Di Kabupaten Batang, sebagian besar lokasi pembangunan juga berada pada kawasan LP2B. Sementara di Kabupaten Pasuruan, sedikitnya 13 lokasi dibatalkan karena berada di kawasan LP2B dan Lahan Sawah Dilindungi (LSD) (Kompas.com, 18 Februari 2026; 17 Juni 2026).

Tiga kasus tersebut menunjukkan bahwa persoalan pembangunan Koperasi Desa Merah Putih mulai memasuki wilayah kepatuhan terhadap hukum tata ruang dan perlindungan lahan pertanian.Pemerintah desa tidak memiliki banyak pilihan aset tanah. Tanah desa yang tersedia sering kali berupa lahan pertanian produktif yang telah ditetapkan, atau sedang diproses menjadi LP2B.

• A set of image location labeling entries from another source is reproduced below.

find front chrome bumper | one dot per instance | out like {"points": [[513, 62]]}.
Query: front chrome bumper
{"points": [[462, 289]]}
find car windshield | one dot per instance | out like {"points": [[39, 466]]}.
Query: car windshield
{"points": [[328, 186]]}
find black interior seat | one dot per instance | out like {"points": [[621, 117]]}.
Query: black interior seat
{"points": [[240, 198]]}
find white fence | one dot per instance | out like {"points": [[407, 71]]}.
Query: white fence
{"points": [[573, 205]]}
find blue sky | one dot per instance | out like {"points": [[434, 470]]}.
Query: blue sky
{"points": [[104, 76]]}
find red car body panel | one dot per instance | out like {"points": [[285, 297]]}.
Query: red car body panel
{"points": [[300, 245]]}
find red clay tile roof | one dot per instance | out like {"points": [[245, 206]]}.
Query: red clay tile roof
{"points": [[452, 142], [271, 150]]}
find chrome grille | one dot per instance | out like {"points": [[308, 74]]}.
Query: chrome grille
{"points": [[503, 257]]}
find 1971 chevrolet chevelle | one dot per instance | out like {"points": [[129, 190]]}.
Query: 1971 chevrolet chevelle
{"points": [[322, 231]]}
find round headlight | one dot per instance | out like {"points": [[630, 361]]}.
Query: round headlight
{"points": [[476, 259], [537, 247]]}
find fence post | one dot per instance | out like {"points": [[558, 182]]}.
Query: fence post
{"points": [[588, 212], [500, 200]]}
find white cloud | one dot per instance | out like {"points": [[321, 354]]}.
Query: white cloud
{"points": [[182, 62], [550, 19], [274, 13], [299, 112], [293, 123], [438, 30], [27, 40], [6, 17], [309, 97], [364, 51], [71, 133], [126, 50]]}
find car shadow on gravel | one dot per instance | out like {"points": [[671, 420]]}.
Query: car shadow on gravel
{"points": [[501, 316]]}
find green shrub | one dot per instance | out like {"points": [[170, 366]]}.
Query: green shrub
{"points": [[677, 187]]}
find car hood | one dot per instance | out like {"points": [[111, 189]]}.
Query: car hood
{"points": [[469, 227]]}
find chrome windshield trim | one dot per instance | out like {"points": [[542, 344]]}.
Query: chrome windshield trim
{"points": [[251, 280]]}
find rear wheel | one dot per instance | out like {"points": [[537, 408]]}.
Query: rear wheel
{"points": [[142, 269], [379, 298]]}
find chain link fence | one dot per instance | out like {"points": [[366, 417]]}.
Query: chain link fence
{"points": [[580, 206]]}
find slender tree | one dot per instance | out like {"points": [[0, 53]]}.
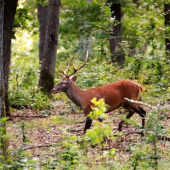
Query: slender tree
{"points": [[46, 80], [167, 23], [42, 16], [3, 143], [9, 14], [117, 53]]}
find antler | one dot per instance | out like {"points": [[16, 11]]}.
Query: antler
{"points": [[64, 72], [75, 70]]}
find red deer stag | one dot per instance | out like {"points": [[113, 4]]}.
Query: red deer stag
{"points": [[114, 95]]}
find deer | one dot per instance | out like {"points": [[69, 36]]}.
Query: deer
{"points": [[114, 95]]}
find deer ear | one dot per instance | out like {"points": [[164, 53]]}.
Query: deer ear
{"points": [[74, 78]]}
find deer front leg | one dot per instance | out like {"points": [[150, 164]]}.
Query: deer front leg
{"points": [[88, 124]]}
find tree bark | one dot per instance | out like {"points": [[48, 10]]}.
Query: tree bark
{"points": [[4, 145], [46, 80], [42, 15], [167, 23], [117, 53], [9, 14]]}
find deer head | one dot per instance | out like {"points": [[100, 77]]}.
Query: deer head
{"points": [[66, 81]]}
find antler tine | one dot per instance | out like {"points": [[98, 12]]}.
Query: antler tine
{"points": [[64, 72], [75, 70], [71, 58], [59, 74]]}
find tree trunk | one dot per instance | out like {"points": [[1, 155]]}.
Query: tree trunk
{"points": [[46, 80], [117, 53], [42, 15], [3, 142], [167, 23], [9, 14]]}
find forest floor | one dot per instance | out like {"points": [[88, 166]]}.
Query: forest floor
{"points": [[44, 130]]}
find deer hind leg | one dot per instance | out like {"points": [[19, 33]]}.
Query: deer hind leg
{"points": [[139, 110], [88, 124], [131, 112]]}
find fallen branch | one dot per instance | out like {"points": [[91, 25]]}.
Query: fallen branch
{"points": [[134, 132], [166, 138], [39, 146], [40, 116]]}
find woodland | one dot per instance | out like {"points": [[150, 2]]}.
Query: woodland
{"points": [[124, 40]]}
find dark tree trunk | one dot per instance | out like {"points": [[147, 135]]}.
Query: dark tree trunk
{"points": [[3, 142], [167, 23], [46, 80], [9, 14], [117, 53], [42, 15]]}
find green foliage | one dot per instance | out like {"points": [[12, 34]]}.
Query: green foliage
{"points": [[82, 18], [100, 131]]}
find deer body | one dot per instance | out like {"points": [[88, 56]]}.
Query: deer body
{"points": [[114, 95]]}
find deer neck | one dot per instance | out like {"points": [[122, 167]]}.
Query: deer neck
{"points": [[75, 94]]}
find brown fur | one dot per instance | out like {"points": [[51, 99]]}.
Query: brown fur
{"points": [[114, 95]]}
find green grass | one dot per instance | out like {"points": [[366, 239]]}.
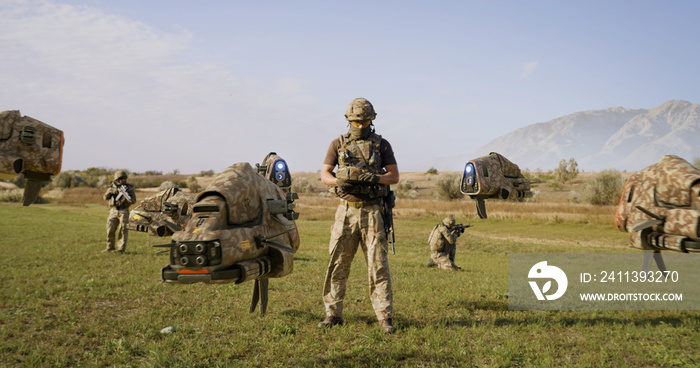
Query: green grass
{"points": [[63, 303]]}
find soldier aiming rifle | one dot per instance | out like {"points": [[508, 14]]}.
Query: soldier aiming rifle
{"points": [[121, 196], [443, 244]]}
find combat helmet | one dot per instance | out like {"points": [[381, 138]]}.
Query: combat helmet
{"points": [[360, 109], [449, 221], [120, 174]]}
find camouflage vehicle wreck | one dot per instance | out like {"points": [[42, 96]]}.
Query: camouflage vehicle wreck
{"points": [[660, 207], [275, 169], [493, 176], [29, 147], [162, 214], [242, 228]]}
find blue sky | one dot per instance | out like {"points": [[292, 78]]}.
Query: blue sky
{"points": [[164, 85]]}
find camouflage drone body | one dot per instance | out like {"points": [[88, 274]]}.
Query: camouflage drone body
{"points": [[660, 207], [242, 228], [493, 176], [162, 214], [30, 147]]}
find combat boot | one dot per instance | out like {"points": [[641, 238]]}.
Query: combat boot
{"points": [[386, 326], [330, 322]]}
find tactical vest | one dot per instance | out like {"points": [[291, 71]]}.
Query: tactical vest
{"points": [[356, 157]]}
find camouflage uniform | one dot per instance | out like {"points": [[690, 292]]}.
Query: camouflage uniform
{"points": [[443, 246], [359, 221], [669, 189], [118, 213]]}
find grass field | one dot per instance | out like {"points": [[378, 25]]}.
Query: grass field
{"points": [[66, 304]]}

Dalam kondisi tekanan target pembangunan KDMP, penggunaan lahan yang berstatus LP2B menjadi pilihan paling cepat apabila tidak didahului pemeriksaan status hukumnya.

Instruksi Presiden Nomor 9 Tahun 2025 telah merancang percepatan pembentukan Koperasi Desa/Kelurahan Merah Putih sebagai program yang harus dilaksanakan secara terkoordinasi, terintegrasi, dan bersinergi antarkementerian, lembaga, pemerintah daerah, hingga pemerintah desa.